Granular flow in wedge-shaped hoppers using frictional walls: Theory and simulations.

Granular materials consist of particulate particles found in industries that, behave macroscopically like liquids. A fundamental industrial unit operation is a hopper with a converging channel in which material flows downward under gravity and exits the storage bin through the bottom outlet. The simplest form of the flow is a wedge-shaped, quasi-two-dimensional geometry with frictional walls and radially directed gravitational force toward the apex of the wedge. To test existing theories and calculate stress and velocity fields for the system, we used discrete element method simulation. A parametric analysis is carried out to analyze the rheology by varying the hopper geometry and particle properties.
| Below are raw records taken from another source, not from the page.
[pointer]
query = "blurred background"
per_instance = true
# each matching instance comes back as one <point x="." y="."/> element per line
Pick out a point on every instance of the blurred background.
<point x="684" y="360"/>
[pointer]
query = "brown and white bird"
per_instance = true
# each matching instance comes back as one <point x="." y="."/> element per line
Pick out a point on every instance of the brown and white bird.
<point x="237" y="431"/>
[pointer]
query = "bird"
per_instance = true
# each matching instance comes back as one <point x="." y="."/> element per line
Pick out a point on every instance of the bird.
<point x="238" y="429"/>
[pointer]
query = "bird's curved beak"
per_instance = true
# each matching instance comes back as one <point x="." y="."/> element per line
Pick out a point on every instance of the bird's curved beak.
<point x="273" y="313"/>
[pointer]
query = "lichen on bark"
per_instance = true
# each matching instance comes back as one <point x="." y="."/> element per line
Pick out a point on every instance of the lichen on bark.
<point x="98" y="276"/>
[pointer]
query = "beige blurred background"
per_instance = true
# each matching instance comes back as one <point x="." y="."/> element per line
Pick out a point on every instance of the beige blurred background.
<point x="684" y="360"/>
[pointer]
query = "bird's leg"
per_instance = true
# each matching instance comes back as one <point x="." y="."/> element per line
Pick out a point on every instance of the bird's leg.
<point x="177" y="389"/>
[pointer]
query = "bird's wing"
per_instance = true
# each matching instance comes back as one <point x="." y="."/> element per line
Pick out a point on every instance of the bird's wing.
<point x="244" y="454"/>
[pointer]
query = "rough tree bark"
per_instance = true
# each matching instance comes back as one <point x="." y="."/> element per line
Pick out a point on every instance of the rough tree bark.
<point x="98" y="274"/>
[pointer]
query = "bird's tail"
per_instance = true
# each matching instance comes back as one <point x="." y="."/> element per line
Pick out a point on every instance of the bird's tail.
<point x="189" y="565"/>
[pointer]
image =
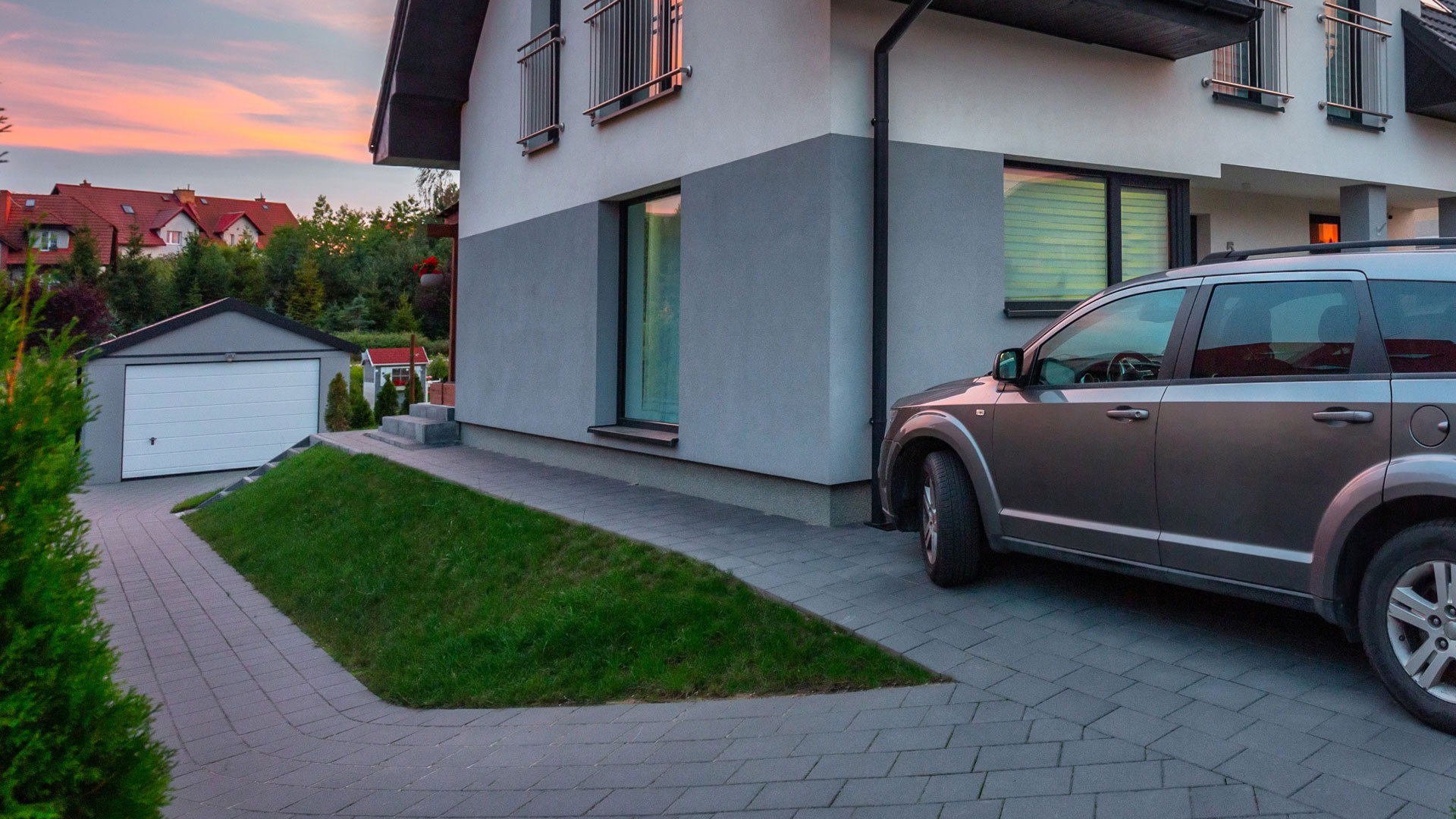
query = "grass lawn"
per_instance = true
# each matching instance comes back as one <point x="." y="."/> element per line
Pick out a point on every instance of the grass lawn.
<point x="194" y="502"/>
<point x="438" y="596"/>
The velocity increases as the flow rate increases but decreases as the wedge angle and friction coefficient increase. We obtained shear stress to be of significant value that showed a linear relationship with radial positions. The fitting function in terms of velocity and the correlation between the mass flow rate are obtained in terms of the system parameters. The studies were performed to examine the transient effects showing significant deviations from mean behaviour having large quasi-periodic oscillations making such deviations observable. The viscosity and volume fraction exhibit correlations with the inertial number showing collapse into a single curve. The results show the utility of the frictional wall hopper flow as a model for the computational evaluation of rheological models.